Daily Wisdom #47 (12/3/2024)

A sales funnel is the process through which people go from hearing about your business to paying customers.

I learned pretty much everything I know about sales funnels from a pair of startup friends who have collectively launched more than 12 business between two of them.

They now run a startup incubator program; their ‘product’ is a 10-week long instructor-led lean startup course for rural entrepreneurs in the Midwest, held virtually. They recently brought me on two nights a week to help them recruit entrepreneurs for their next cohort.

Up to this point I’ve really only made sales through inbound marketing and 1-to-1 sales, so this was a completely different experience for me. Like a ‘work study program’ on how to get customers en masse. And after joining 4 weeks ago, we were able to sell over $500K in course value through one of the most effective sales funnels I’ve ever seen. Here’s how it works:

  1. Social Media ad’s (32K impressions)

  2. Interest Form (646 completed)

  3. Email Drip Campaign (4 emails each)

  4. Outbound Sales Calls (4 touchpoints each)

  5. Submit Application (170 submitted))

  6. Accept / Reject (80 spots)

Allow me to explain each of these and why the work so well:

1. Social Media Ads (Inbound)

The top of funnel here is target ads on LinkedIn and Meta (Facebook/Instagram). The ad is a simple video from the founders of the program explaining the value to rural entrepreneurs, and asking them to submit a simple interest form for the course. The ads are geo-specific and focused on people who have “founder” or “entrepreneur” interest, which works extremely well for targeting and calculating ROI. Roughly 2% of people who see the ad will submit the form.

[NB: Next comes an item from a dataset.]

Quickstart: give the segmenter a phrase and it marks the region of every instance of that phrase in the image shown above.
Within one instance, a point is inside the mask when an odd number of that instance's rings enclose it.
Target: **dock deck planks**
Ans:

2. Interest Form (Inbound)

The interest form from the ad is straightforward, gathering name, email, phone number, and location. Once someone submits the interest form, they become a lead (aka someone with explicit interest in the product). We then add their info to a database / CRM so that we can begin reaching out to them. The Ads → Interest form step is what’s called “inbound” (ie. prospects see the content, self-select by submitting a form). From there, we move onto outbound sales:

3. Email Drip Campaign (Outbound)

Once a prospect has submitted the interest form and been added to our database, we then begin sending them a series of automated, personalized emails. Each email is structured to explain the program and encourage the prospect to submit an application before the deadline. We send up to four emails to each prospect, each with a link to apply, and roughly 2.5% submit without us talking to them. They call it drip campaign because you just repeatedly drip content into their inbox until they either take action or dont.

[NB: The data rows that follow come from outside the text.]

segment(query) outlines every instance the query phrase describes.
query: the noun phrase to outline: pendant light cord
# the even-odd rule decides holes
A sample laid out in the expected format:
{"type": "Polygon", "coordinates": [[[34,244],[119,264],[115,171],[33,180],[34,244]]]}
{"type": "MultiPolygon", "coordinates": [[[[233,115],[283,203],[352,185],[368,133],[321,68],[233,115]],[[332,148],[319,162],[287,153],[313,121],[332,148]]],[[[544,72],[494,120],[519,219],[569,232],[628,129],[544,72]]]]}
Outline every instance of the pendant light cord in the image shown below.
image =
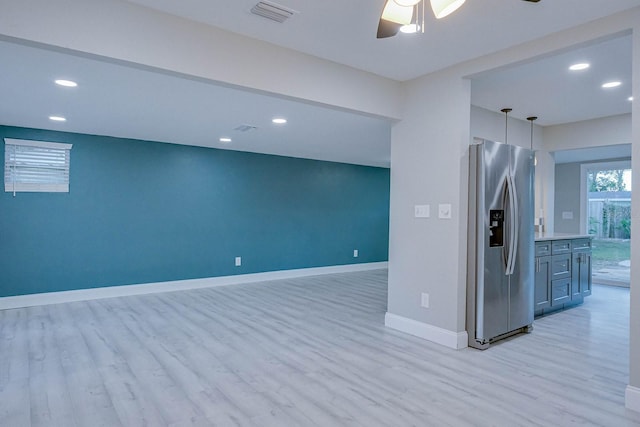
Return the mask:
{"type": "Polygon", "coordinates": [[[533,151],[533,122],[538,120],[536,116],[527,117],[527,120],[531,122],[531,151],[533,151]]]}
{"type": "Polygon", "coordinates": [[[502,111],[504,113],[504,143],[505,144],[509,144],[509,141],[507,139],[508,134],[508,125],[509,125],[509,113],[511,112],[511,108],[503,108],[502,111]]]}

4. Outbound Sales Calls (Outbound)

Meanwhile once the prospect starts receiving emails, we also spend time actively calling and texting them. The goal is to have 4 touch points with each prospect (either call, text, DM, etc.) on top of the email campaign, for a total of 8 touchpoints. They say the magic number is 7 touches to get a sale, so we try to make sure of it. This helps us not only field any questions with prospects, but really create relationships which drastically improves conversion. Even if most calls result in a voicemail, anyone who answers is 10x more likely to apply. Overall the process brings the conversion on interest forms to application from 2.5% to 26%

5. Submit Application

The last big step in the funnel is having the prospect submit a formal application to participate in the course. The cyclical nature of courses is really nice because there is a deadline to apply, which adds time pressure (and helps us organize our outreach). The whole goal is to get more applicants than spots available so that there can be some sort of selection process for who we let into the course. The more prestigious the course, generally the more applications, and the higher the quality of the outcomes.

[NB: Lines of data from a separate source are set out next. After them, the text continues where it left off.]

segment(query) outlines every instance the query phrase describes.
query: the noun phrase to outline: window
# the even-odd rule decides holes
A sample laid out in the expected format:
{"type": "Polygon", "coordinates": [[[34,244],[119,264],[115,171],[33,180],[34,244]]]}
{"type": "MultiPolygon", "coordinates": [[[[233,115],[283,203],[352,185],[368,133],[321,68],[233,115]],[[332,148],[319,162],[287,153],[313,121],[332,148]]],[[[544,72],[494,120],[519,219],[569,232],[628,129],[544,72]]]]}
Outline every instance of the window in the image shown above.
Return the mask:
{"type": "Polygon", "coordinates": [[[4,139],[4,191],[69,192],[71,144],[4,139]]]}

Overall this seems to work really really well for a few key reasons:

  • Inbound + Outbound: the combination of inbound lead generation and outbound sales / emails is what gets the conversion rate here so high. If you just do inbound you may save money on paying sales people, but your retention will likely be lower. And you can’t just do sales cold calls because you end up wasting a lot of time calling people who wouldn’t ever be good customers. That’s why the inbound self-selection is so important for qualifying who to expend effort on

  • Time Bound: The nature of course is that there is naturally a deadline to apply, which adds time pressure, a crucial part of getting high-consideration prospects over the final edge. For instance, of the 170 applicants, roughly a third of them came in the final 48 hours before the deadline. Compare that to a standard SaaS where the product is simply “always” there, that sense of urgency simply doesn’t exist

  • Selection Process: Finally, the fact that there is a selection process (ie. prospects must “apply” to receive the product, and then there are more applicants than spots available) helps increase the relative ‘value’ of the product to each person. They are more likely to take it seriously if there is a chance that they don’t get in. And if they do get in, they are more likely to stick around having ‘used up’ a spot that could’ve been for someone else.

Ultimately some very interesting pieces here. And it makes me wonder: how much of this could be applied to a standard B2C SaaS business model?